By 2020, Flo was interacting with over 250 MSMEs and was hosting large monthly markets thanks to a partnership with the Kigali Serena Hotel. Due to Covid-19, the physical markets have stopped and KigaliFAAM has gone online, which has brought its own set of challenges with many vendors closing down their business. “I didn't know how to run an online shop. It has been a steep self-learning curve and an ongoing process. Our website can be better, and I am currently looking for a mentor. My mission is for KigaliFAAM vendors to have a global reach. So, we are starting a Zero Waste shop, called Pima (meaning weight in Swahili), which will promote products locally while the online platform will focus on regional and eventually international level. The growth opportunities are so many that sometimes I have to drop everything I do to steady my overly excited brain and focus on one project at a time, taking each day as it comes.”

Flo sees people's preconceptions about her nationality and gender being the biggest challenges in starting and running her business in Rwanda. “Being a female entrepreneur is tough. I am resilient, and it doesn't bother me that much, but it makes parts of the journey longer,” she says.
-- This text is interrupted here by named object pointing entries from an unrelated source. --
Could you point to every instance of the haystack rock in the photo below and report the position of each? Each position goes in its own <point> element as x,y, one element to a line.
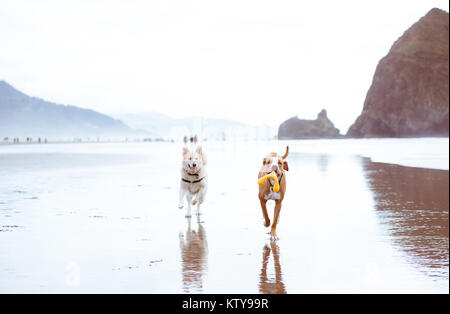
<point>409,95</point>
<point>295,128</point>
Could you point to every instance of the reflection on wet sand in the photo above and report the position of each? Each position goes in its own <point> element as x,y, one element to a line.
<point>414,204</point>
<point>194,257</point>
<point>271,285</point>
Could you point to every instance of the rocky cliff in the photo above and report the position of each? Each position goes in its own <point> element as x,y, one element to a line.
<point>409,95</point>
<point>295,128</point>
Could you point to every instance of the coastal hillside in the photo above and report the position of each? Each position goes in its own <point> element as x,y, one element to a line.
<point>25,116</point>
<point>409,95</point>
<point>295,128</point>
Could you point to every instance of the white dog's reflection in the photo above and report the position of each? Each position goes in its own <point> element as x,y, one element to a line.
<point>194,249</point>
<point>271,285</point>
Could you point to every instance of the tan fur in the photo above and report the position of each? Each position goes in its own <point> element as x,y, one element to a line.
<point>265,188</point>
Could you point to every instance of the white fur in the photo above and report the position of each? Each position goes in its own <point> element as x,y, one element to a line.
<point>194,192</point>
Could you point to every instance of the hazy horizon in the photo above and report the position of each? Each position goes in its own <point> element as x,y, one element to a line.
<point>250,61</point>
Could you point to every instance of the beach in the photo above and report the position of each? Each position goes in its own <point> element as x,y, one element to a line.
<point>358,216</point>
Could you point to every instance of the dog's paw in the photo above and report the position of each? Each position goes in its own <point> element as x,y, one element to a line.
<point>273,235</point>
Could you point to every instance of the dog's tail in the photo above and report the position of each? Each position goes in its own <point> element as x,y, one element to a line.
<point>287,153</point>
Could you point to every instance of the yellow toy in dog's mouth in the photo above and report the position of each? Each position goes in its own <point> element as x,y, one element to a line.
<point>272,175</point>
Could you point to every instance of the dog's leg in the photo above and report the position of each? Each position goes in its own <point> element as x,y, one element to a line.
<point>266,216</point>
<point>189,199</point>
<point>182,192</point>
<point>200,198</point>
<point>273,231</point>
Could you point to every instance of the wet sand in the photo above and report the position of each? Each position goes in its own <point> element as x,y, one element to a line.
<point>104,218</point>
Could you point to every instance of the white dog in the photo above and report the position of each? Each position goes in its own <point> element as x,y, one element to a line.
<point>194,181</point>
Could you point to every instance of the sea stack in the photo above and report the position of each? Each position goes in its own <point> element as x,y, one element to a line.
<point>409,95</point>
<point>295,128</point>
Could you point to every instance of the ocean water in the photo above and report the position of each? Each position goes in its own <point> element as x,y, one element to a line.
<point>366,215</point>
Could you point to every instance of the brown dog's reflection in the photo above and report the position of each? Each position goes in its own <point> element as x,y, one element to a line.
<point>271,285</point>
<point>194,249</point>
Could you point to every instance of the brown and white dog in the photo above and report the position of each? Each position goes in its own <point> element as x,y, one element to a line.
<point>277,163</point>
<point>194,180</point>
Another clear challenge has been the lack of technological and financial support for MSMEs. “Many companies that offer these services do so with corporates in mind. From the fees they request to the inflexibility in viewing each business as an entity facing its unique challenges,” she explains. 

I ask Flo how has expatriation helped her in her entrepreneurship. “In my opinion, being an expat means that you have freed your mind from the bondage of boundaries — boundaries because of your gender, language, religion, nationality. The world is your home.” But for now, Rwanda is her home, and what she loves the most about it is how peaceful it is. “I love how, at any given time, wherever I am in Kigali, I can find a spot within five minutes to be with myself and my thoughts.”
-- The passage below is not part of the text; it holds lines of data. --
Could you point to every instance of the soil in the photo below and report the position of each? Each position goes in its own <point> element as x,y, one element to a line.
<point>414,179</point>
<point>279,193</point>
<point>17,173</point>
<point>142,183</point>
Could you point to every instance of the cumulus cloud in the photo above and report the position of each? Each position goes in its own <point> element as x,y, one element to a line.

The biggest cultural barrier Flo had to cross was her position as a woman. “Rural communities are predominantly patriarchal, and I gave up counting the number of times I was directly or indirectly told I have no place in certain discussions. It used to infuriate me, but I created symbiotic relationships with different people to support each other. For instance, if I had to meet with a man or elder who has had issues dealing with women, I would get a man to handle the business. By the time the other party realised I was the brains behind it, they had already seen the partnership's benefits and wouldn't complain. It is no longer an issue now because I have realised that the universal language that always works is solving a problem for those you approach.”

To expat women who want to start their business, Flo invites them to find their calling and do a lot of research to back their idea. “Then, start! Don´t wait for validation from anyone. As a red-haired, mohawk-dreadlocked, tattooed female entrepreneur, I don't make it easy on myself, but there will always be someone with an opinion. If you understand that you can not please everyone, you start to appreciate yourself more. I truly believe the more you live your life with intent and purpose, the less you are affected by others. How will you know you are on the right path? You will have a sense of peace doing that work. It will come easy to you, and the fear will actually be a nervous excitement. Enjoy the process of being part of something bigger than yourself.”